Si vous, comprenez bien et là je reviens pas sur tout ce que j’ai dit, je me le donne pour acquis mais si vous comprenez bien cette formule telle que j’ai essayé de la développer la dernière fois, je dis que c’est un concept cinématographique très important : en découle comme immédiatement, ce serait celui - et il a été forgé ou il a été avancé par un grand cinéaste, à savoir Epstein - c’est celui de perspective temporelle.

-  A savoir l’image cinéma n’opère pas malgré les apparences avec deux simples perspectives spatiales, il nous donne des perspectives temporelles. C’est curieux cette notion de perspective temporelle. Epstein, pour essayer de fonder son concept de perspective temporelle, cite un texte d’un peintre mais d’un peintre qui a été particulièrement mêlé au cinéma.

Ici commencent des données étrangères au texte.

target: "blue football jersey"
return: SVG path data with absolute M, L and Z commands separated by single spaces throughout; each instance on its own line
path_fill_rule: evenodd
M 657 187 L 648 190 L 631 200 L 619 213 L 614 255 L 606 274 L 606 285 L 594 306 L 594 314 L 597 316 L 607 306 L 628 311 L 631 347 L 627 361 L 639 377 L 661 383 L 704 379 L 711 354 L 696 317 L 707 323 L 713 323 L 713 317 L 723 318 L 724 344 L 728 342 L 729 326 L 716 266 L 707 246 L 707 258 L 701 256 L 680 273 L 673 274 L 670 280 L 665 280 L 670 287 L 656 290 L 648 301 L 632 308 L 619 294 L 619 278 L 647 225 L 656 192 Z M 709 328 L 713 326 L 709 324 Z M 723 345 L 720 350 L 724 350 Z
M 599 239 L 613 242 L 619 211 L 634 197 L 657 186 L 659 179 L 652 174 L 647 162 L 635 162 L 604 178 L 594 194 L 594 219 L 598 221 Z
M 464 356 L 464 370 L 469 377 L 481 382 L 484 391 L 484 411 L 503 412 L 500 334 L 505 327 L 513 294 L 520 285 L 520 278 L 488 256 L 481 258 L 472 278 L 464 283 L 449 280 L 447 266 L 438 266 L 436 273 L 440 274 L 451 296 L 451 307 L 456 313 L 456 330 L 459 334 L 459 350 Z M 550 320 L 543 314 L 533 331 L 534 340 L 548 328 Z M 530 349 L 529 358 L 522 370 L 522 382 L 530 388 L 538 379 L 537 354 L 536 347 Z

A savoir Fernand Léger ; Fernand Léger a travaillé avec l’Herbier, il a fait des décors pour l’Herbier, et voilà ce que dit Léger : « Toutes les surfaces se divisent, se tronquent, se décomposent, se brisent, comme on imagine qu’elles font dans l’œil à mille facettes de l’insecte. C’est une géométrie descriptive ou projective mais au lieu, mais au lieu de subir la perspective ce peintre - ajoutez cet homme de cinéma - la forme, entre en elle, l’analyse et la dénoue, illusion par illusion, à la perspective du dehors, il substitue ainsi une perspective du dedans, une perspective multiple, chatoyante, onduleuse, variable et contractile comme un cheveu hydromètre. Elle n’est pas la même à ; droite qu’à gauche, ni en haut qu’en bas. C’est dire - c’est très important par exemple pour le décor expressionniste, voilà ce qu’il dit là. - c’est dire que les fractions que le peintre - ajoutons : et l’homme de cinéma - présentent de la réalité ne sont pas toutes au même dénominateur de distance et de relief, ni de lumière. » Bon, il nous donne d’une manière très littéraire, le texte est beau.. C’est un beau texte, il nous donne un sentiment de ce qu’il appelle "perspective temporelle", la perspective interne ou perspective active et en effet quelle est la différence ? je me dis prenons quelques exemples très, rapides, hein, une fois dit que je me trompe toujours dans mes exemples mais vous me corrigerez vous-même. Prenons des grands plans, des grands plans dans l’histoire du cinéma.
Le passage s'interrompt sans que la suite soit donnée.